Do you feel rich enough to buy a Lamborghini? It's not a myth, an Australian central bank study showed people whose house prices rose bought more new cars. (CBC)

Similarly, those who own securities such as stocks, or have taken a cryptocurrency stake, are the ones who most feel the effects as those investments rise and fall. A 2018 study from the University of Ottawa has shown that "both financial and housing wealth have significant effects on Canadian consumption," and that homeowners only tend to use their house as the proverbial piggy bank when house prices are rising and interest rates are low.

That window may be closing.

As many commentators on home equity lines of credit, or HELOCS, have observed, Canadians may have gone overboard in borrowing up to 65 per cent of their homes' value to spend on things like renovations.

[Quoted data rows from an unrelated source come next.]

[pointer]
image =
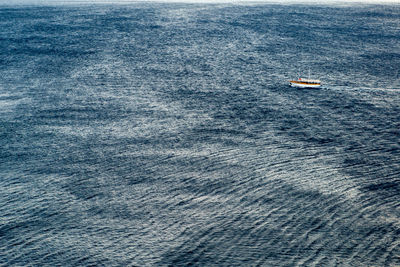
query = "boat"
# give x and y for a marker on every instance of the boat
(305, 83)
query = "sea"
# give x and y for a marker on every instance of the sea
(166, 134)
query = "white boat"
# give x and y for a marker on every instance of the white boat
(305, 83)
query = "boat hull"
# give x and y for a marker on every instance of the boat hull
(304, 85)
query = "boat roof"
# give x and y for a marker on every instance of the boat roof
(309, 80)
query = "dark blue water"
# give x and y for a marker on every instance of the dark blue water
(166, 134)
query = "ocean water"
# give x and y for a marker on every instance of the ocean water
(167, 135)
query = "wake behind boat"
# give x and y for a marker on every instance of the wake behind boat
(305, 83)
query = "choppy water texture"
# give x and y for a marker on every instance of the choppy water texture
(166, 134)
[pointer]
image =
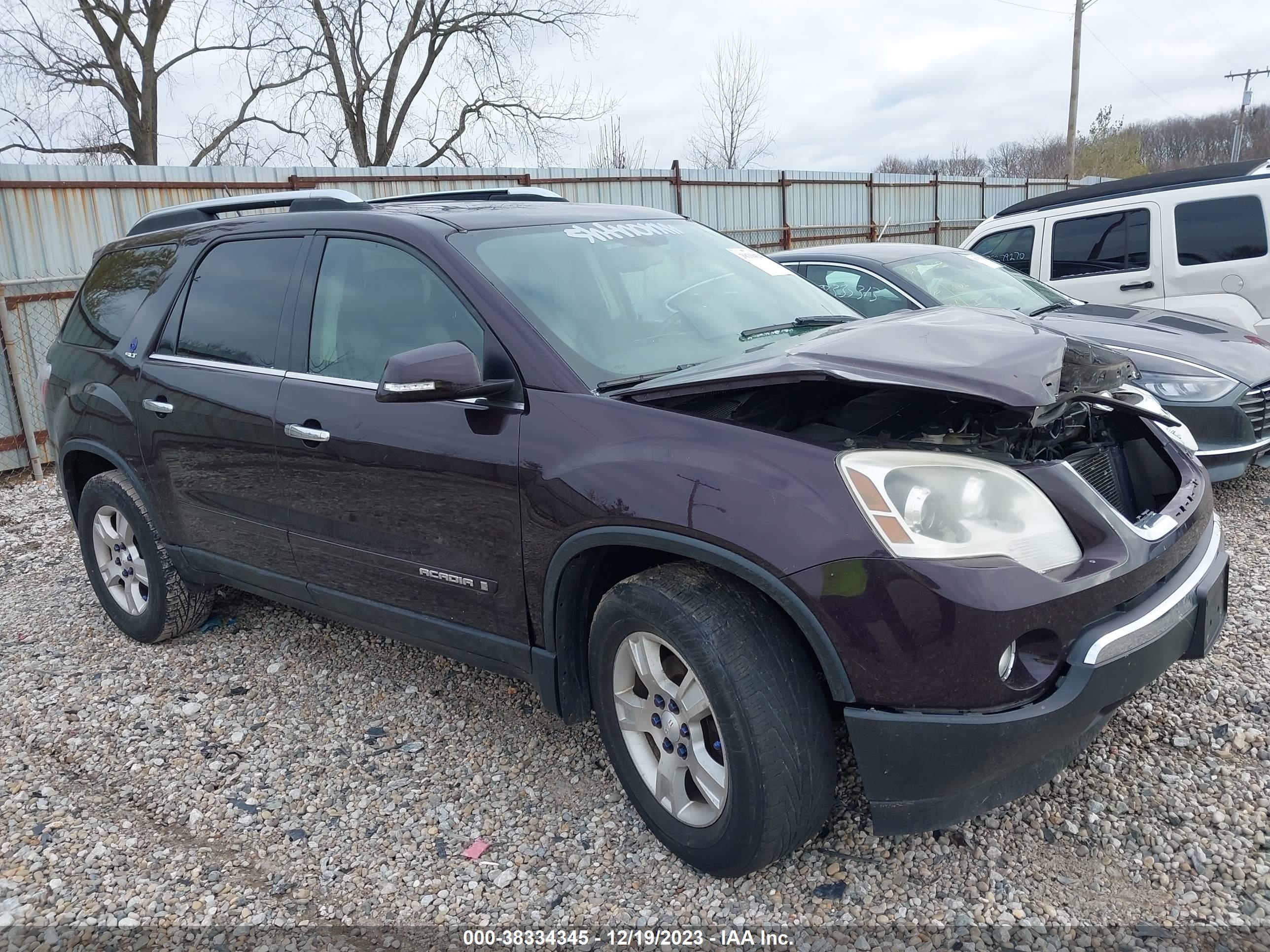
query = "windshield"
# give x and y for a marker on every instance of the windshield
(627, 299)
(971, 281)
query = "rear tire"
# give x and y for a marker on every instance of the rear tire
(131, 572)
(723, 664)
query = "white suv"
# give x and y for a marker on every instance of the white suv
(1192, 240)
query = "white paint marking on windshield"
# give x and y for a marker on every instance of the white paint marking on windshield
(606, 232)
(760, 261)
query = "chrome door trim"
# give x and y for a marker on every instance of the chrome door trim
(216, 365)
(337, 381)
(307, 433)
(479, 403)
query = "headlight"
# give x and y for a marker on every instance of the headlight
(939, 506)
(1185, 387)
(1179, 431)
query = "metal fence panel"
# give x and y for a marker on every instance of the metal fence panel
(34, 312)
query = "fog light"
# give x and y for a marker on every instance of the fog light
(1006, 666)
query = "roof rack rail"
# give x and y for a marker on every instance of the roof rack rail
(1151, 182)
(511, 193)
(200, 212)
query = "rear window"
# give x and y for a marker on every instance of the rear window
(1101, 244)
(1011, 248)
(1220, 230)
(235, 300)
(112, 294)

As interest rates rise and home prices fall, that kind of borrowing and spending is likely to decline.

Buying frenzy

And while people with blue chip portfolios may be willing to sit out a market downturn, the Investment Funds Institute of Canada reports that mutual fund holders sold off billions of dollars worth of their investments in March, a trend that may expand if stocks fall further, locking in declines. New market traders who got in during the GameStop frenzy and the cryptocurrency boom likely felt rich when prices were rising, but are also likely feeling poorer now, said Kamstra.

As the conflicting studies have shown, even with access to historic data, teasing out the impact of the inverse wealth effect is not easy. Measuring it in real time is even harder, but according to pollster Nik Nanos there are signs we may already be seeing its effect.

"Canadian consumer confidence continues to decline with negative pressure on all dimensions tracked, including job security, real estate values, personal finances and forward-look on the economy," said Nanos in a release of confidence data this week.

And whether you spend less because you actually are poorer or just feel that way, pinching pennies when your future wealth seems uncertain may be a natural impulse that's hard to resist.